Apakah Ps 1083 KUHPerd membawa akibat hukum sama terhadap pemisahan dan pembagian atas pemilikan bersama yang bebas – mengingat Ps 573 KUHPerd menyatakan bahwa pemisahan dan pembagian suatu kebendaan milik lebih dari satu orang harus dilakukan menurut aturan yang ditentukan tentang pemisahan dan pembagian harta peninggalan ?
Pemisahan dan pembagian untuk pemilikan bersama yang terikat bersifat deklaratif – berlaku surut sejak terjadinya pemilikan bersama yaitu sejak bubarnya perkawinan, bubarnya persekutuan perdata (maatschap)/perkumpulan tidak berbadan hukum, meninggalnya pewaris. Hanya mengkonstatir peristiwa hukum .
Pemisahan dan pembagian untuk pemilikan bersama yang bebas bersifat pengalihan hak “translatif” – berlaku sejak terjadinya pemisahan dan pembagian
Tujuan Pemisahan dan Pembagian
– mengakhiri pemilikan bersama
– kepada pihak yang dipisahkan dan dibagikan suatu benda - mempunyai hak pengurusan dan pemilikan atas bendanya
Kembali pada topik bahasan Apakah asset sisa hasil likuidasi Perseroan merupakan harta pemilikan bersama bebas atau terikat dari para pemegang saham?

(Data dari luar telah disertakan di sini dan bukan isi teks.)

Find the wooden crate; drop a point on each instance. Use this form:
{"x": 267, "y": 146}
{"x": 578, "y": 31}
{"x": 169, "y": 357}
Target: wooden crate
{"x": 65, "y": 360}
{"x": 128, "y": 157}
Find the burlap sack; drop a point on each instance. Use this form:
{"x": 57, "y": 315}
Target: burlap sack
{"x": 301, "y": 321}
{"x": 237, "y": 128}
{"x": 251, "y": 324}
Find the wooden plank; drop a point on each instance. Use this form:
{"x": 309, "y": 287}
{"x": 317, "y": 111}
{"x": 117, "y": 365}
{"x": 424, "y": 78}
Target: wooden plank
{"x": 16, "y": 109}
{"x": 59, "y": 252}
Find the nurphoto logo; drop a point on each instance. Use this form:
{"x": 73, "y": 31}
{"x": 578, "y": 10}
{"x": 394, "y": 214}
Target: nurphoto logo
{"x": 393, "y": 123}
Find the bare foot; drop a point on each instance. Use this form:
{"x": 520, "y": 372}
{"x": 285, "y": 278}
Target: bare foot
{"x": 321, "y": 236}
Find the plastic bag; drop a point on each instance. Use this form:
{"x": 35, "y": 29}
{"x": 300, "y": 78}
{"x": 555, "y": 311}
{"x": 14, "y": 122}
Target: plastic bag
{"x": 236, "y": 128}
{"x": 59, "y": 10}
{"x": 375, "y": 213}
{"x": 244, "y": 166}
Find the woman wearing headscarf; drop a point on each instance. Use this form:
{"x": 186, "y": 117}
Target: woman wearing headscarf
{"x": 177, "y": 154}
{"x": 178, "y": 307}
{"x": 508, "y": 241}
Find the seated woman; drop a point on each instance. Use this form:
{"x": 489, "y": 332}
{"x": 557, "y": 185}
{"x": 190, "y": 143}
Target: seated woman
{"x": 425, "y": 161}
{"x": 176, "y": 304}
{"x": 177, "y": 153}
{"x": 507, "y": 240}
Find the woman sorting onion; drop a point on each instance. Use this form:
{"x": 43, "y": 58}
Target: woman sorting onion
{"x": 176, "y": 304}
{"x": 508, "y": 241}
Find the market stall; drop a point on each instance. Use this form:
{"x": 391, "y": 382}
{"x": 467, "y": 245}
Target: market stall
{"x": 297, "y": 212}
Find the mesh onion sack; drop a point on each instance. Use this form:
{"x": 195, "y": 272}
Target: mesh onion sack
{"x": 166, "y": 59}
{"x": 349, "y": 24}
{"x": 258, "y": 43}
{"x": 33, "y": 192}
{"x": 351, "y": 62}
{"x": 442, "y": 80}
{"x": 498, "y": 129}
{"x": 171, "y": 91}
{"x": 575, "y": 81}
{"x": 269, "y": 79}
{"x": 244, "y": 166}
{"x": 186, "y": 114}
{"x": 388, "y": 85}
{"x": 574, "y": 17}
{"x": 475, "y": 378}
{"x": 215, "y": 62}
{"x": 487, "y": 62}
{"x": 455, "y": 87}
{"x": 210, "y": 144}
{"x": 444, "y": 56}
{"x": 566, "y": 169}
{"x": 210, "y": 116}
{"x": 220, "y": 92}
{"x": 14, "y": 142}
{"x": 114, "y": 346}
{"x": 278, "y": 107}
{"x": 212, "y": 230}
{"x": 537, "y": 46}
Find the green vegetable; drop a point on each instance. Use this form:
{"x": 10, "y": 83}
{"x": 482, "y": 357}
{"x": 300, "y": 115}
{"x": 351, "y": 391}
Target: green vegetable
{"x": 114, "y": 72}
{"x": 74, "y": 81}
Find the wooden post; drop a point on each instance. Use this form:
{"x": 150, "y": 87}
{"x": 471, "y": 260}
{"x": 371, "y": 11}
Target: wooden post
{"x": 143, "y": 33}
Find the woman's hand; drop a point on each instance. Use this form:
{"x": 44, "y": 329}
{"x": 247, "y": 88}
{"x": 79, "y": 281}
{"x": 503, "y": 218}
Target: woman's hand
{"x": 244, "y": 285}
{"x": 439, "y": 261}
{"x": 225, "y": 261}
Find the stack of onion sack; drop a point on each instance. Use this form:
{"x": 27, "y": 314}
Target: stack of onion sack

Patokannya bergantung pada sebab (oorzaak) yang mengakibatkan para pemilik memiliki suatu benda. Dalam hal inilah penting sekali untuk menganalisanya dari segi karakteristik Perseroan.
Jika karakteristik Perseroan terbuka, maka keberadaan PT sebagai alat (fungsi) membawa akibat pemilikan suatu benda adalah untuk memenuhi suatu tujuan yang hendak dicapai Perseroan melalui Pengurusnya untuk kepentingan para pemegang saham, sehingga dalam hal ini dapat dikatakan hakekat pemilikan benda oleh Perseroan merupakan pemilikan bersama yang bebas. Konsekuensinya pembagian asset tersebut kepada para pemegang sahamnya merupakan peralihan hak yang translatif.
Contoh : Perseroan yang berusaha di bidang developer/real estate, bubar dan dilikuidasi, sisa assetnya berupa kaplingan dan/atau rumah di perumahan yang dikembangkan oleh Perseroan ( contoh PT karakteristik terbuka dibidang kepemilikan bersama, PT sebagai alat, asset yang dimiliki untuk mencapai tujuan bersama )
Dan terhadap perbuatan hukum ini pemegang saham dikenai pajak (khususnya BPHTB).
Kalau mau dianalisa apakah Perseroan terutang PPH atas peralihan hak ini?? ( Penulis tidak menemukan jawaban yang tepat untuk hal ini, mungkin pembaca dapat melengkapinya. Disini akan terjadi debat yang seru mengenai dasar-dasar pengenaan pajak yang selama ini tidak jelas, namun semata-mata demi mencapai target pemasukan negara saja tanpa memperhatikan kesejahteraan dan perlindungan kepada masyarakat ).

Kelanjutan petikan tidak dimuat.